Além disso, ao término deste capítulo, discorremos sobre alguns dos estudos realizados no Brasil que tem investigaram a relação da Memória de Trabalho com outros fenômenos cognitivos tais como: Guará-Tavares (2009, 2011), que a relação entre as diferenças nas capacidades de MT e a produção oral em estudantes de inglês. Merode (2011) que investiga a correlação da MT com o acesso lexical realizado por pessoas com perfis linguísticos diferentes (uma intérprete, uma bilíngue e uma monolíngue). Ferreira (2012) que estuda, sob a perspectiva da cognição, o desempenho de tradutores expertos numa atividade de tradução escrita (direta e inversa). Rodrigues (2013) analisa os processos inferenciais de TILS de diferentes perfis linguísticos e, finalmente, Fonseca (2015), que examina o efeito de interferência semântica no acesso lexical realizado por TILS.

Diante dos estudos aqui revisados, percebemos que a interpretação simultânea é uma tarefa cognitiva complexa, com uma alta demanda cognitiva, como defendida por Gile (1991), Cowan (2000); Dar & Fabbro (1994); Hulme (2000); Frauenfelder & Schriefers (1997); Moser- Mercer (2000) e Pöchhacker (2004).

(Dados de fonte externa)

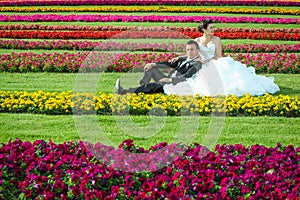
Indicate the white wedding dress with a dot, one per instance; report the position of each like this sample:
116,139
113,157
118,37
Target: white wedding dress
223,76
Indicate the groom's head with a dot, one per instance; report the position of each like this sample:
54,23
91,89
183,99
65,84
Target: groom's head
192,49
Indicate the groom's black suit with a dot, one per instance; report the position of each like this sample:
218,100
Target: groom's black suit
183,69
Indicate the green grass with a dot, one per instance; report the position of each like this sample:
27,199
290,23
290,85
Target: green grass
288,83
231,130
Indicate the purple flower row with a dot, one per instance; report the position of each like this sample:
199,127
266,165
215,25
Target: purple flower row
136,18
82,170
139,28
152,2
139,46
123,62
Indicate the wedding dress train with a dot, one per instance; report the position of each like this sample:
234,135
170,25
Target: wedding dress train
223,76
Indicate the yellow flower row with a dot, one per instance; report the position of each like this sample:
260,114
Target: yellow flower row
143,104
175,9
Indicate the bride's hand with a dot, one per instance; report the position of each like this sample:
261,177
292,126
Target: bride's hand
173,59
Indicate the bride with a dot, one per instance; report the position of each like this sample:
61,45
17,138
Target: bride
220,75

Assim, acreditamos que a existência de diferenças individuais na capacidade de Memória de Trabalho possa explicar diferenças no desempenho de intérpretes expertos quanto à produção de Semelhança Interpretativa mesmo num grupo de TILS expertos. No próximo capítulo, apresentamos o Método utilizado para a realização deste estudo.